There is no lack of articles declaring the death of the “perimeter.” That is, if one’s threat model assumes an unsafe exterier environment and a safe interior network protected by VPNs, firewalls, etc., then something is wrong with your security architecture. The argument for zero trust security has strengths: more workers are remote, more employees are connecting to and regularly using internal software and systems, zero trust requires robust monitoring and maintenance which can improve security more than adding a “secure” firewall, as companies grow networks become more complex and hard to segment in a safe way. All of these things are true, but I think painting the picture with such broad strokes is a mistake.
I’ve spent most of my time in the startup space. This is a world (unfortunately) embodied by the phrase “move fast and break things”. Time to market and rapid pivotability are key business requirements. This means startups often leave security as an afterthought, and not completely incorrectly. Security is a non-trivial time and cost trade off, and short term survival is more important than protecting companies’ resources from a potential breach. I believe this line of thinking continues even as organizations grow. Security is seen as a cost center and a blocker of rapid product progress and useability. This is why I believe declaring the death of the perimeter is a mistake.

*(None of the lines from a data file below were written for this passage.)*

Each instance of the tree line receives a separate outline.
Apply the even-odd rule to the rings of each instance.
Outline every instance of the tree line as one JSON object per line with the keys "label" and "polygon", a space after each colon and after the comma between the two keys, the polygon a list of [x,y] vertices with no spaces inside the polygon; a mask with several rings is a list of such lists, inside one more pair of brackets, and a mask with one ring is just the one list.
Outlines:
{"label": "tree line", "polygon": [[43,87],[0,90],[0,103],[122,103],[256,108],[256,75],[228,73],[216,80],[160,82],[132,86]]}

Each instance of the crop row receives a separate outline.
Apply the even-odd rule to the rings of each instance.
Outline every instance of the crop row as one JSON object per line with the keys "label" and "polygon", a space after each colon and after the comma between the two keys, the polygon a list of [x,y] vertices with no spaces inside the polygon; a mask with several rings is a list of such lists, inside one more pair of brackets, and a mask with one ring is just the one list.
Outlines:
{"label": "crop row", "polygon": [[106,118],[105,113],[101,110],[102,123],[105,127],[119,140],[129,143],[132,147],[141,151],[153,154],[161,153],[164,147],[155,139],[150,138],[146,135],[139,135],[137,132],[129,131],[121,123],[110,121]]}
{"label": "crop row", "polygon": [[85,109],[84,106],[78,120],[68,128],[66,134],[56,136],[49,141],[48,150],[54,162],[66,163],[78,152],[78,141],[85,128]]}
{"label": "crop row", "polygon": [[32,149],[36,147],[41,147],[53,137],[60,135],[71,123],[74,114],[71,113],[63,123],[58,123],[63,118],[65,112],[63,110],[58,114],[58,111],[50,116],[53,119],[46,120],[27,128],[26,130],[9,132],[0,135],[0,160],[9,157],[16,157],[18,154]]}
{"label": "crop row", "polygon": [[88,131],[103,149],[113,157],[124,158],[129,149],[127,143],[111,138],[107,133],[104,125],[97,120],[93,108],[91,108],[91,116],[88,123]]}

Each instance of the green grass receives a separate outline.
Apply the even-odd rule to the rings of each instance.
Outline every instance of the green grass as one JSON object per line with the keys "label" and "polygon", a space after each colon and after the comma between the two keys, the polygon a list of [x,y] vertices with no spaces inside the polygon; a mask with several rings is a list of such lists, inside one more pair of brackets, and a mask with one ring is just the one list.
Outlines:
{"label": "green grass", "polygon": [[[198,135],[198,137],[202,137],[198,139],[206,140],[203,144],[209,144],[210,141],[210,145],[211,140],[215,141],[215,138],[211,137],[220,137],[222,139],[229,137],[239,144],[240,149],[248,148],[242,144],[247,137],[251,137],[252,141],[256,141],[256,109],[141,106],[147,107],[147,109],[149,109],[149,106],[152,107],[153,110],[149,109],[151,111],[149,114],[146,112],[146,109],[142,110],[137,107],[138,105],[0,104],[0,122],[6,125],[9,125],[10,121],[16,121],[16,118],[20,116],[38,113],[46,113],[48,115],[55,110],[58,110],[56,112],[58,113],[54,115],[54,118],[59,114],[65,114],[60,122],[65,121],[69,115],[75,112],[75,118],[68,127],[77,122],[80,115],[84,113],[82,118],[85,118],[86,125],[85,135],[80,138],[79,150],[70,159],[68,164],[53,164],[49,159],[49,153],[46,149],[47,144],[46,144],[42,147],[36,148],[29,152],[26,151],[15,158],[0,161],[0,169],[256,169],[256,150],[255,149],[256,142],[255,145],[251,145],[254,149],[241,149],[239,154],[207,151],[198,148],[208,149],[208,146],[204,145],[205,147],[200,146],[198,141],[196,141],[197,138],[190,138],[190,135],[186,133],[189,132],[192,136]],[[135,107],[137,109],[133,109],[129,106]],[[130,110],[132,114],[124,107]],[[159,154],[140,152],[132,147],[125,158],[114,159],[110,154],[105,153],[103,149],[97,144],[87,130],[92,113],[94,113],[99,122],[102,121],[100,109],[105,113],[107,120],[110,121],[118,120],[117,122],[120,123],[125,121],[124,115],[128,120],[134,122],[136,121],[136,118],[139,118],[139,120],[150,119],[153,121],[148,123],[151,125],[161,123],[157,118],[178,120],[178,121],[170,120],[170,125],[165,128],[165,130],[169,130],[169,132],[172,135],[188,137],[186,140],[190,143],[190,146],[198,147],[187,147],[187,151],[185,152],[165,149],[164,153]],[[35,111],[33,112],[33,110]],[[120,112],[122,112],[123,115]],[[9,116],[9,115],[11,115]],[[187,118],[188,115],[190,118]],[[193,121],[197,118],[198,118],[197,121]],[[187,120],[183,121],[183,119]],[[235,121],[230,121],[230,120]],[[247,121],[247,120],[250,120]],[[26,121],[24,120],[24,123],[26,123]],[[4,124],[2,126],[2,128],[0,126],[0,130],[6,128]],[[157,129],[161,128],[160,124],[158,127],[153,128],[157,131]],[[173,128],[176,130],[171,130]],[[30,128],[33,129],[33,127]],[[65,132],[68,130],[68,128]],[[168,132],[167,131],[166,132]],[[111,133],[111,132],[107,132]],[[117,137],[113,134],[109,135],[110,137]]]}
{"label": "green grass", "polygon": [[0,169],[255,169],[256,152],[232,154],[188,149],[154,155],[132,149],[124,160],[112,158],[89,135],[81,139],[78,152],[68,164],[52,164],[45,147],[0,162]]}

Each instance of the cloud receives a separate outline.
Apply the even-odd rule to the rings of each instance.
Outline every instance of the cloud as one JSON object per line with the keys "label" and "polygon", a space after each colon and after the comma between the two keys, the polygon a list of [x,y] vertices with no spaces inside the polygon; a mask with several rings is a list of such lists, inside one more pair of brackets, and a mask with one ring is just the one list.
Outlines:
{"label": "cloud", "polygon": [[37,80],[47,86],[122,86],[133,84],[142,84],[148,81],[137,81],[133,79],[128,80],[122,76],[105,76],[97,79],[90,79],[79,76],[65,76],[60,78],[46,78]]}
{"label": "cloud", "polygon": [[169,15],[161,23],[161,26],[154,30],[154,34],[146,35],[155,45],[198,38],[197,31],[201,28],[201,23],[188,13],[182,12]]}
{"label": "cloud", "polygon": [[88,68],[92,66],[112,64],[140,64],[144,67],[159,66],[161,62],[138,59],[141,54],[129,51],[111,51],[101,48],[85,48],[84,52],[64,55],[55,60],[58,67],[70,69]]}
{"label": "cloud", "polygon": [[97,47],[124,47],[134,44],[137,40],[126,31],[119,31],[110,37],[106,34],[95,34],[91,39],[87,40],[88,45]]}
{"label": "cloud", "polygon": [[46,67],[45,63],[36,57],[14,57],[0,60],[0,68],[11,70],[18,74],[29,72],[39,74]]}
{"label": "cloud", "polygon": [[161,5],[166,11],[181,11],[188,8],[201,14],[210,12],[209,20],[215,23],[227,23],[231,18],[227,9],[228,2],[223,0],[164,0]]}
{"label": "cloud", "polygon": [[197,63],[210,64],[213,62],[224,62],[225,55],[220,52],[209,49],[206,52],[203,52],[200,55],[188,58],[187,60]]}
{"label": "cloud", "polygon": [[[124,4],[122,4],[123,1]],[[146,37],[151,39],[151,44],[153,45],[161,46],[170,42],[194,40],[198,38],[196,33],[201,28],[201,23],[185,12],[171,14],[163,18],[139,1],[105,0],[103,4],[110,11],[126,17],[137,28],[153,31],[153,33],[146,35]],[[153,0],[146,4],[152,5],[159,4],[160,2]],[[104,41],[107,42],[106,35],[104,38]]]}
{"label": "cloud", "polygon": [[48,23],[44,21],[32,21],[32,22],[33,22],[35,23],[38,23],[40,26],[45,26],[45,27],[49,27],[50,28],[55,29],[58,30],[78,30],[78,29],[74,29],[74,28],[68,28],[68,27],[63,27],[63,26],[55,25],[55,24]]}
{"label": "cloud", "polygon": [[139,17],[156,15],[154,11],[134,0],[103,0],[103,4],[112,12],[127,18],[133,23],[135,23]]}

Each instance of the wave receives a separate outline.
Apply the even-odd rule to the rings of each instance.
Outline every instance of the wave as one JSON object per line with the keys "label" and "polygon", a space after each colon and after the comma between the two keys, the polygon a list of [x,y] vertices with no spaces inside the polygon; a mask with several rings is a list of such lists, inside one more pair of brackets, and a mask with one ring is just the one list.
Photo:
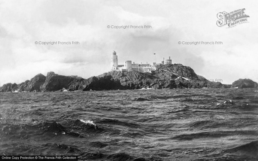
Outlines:
{"label": "wave", "polygon": [[75,120],[75,123],[81,127],[83,127],[87,130],[90,129],[96,130],[99,129],[96,124],[93,123],[93,121],[88,120],[85,121],[82,120],[77,119]]}
{"label": "wave", "polygon": [[82,160],[101,159],[121,161],[132,160],[134,159],[134,157],[124,153],[104,154],[100,152],[96,153],[86,152],[79,156],[78,158]]}
{"label": "wave", "polygon": [[75,152],[81,151],[80,150],[74,146],[57,143],[54,143],[53,144],[53,146],[56,147],[67,150],[70,152]]}
{"label": "wave", "polygon": [[251,130],[218,131],[211,132],[203,132],[190,134],[183,134],[170,138],[170,139],[179,140],[191,140],[202,138],[217,138],[237,135],[258,135],[258,132],[256,131]]}
{"label": "wave", "polygon": [[227,152],[243,153],[258,159],[258,140],[252,141],[226,150]]}
{"label": "wave", "polygon": [[44,133],[51,132],[55,135],[66,134],[79,137],[83,137],[82,134],[72,131],[57,122],[44,122],[42,128]]}
{"label": "wave", "polygon": [[136,101],[149,101],[151,100],[148,98],[142,98],[141,97],[140,97],[139,98],[134,98],[134,100]]}
{"label": "wave", "polygon": [[141,88],[140,89],[137,89],[137,90],[155,90],[153,88],[148,88],[148,88]]}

First, zero trust/perimeterless security is great, but it is a much larger time and money sink than perimeter-based security. Google has huge, dedicated internal teams and systems built specifically to support their BeyondCorp model. Second, declaring something “dead” implies that it’s no longer useful; however, I don’t think anyone would argue that securing your internal networks is a mistake. While perimeter-based security may not be perfect, it’s much better than nothing. Finally, startups have something that moots many of the arguments for perimeterless security: they’re tiny. It’s very possible to have only ports 80 and 443 open to the internet, with an internal network or segmented VPN for accessing internal resources with limited access and IP whitelists. Due to lower volumes, its also much easier to log and review everything.
Don’t get me wrong: I’m pro-perimeterless (in theory). I think it’s an awesome idea, and would encourage any organizations that have robust and dedicated security teams that can follow it to do so. It should just be made clear that a more traditional security model should not be ignored just because it’s unsexy, or will be migrated away in the future. The number of internet-exposed admin interfaces is just too damn high to think otherwise.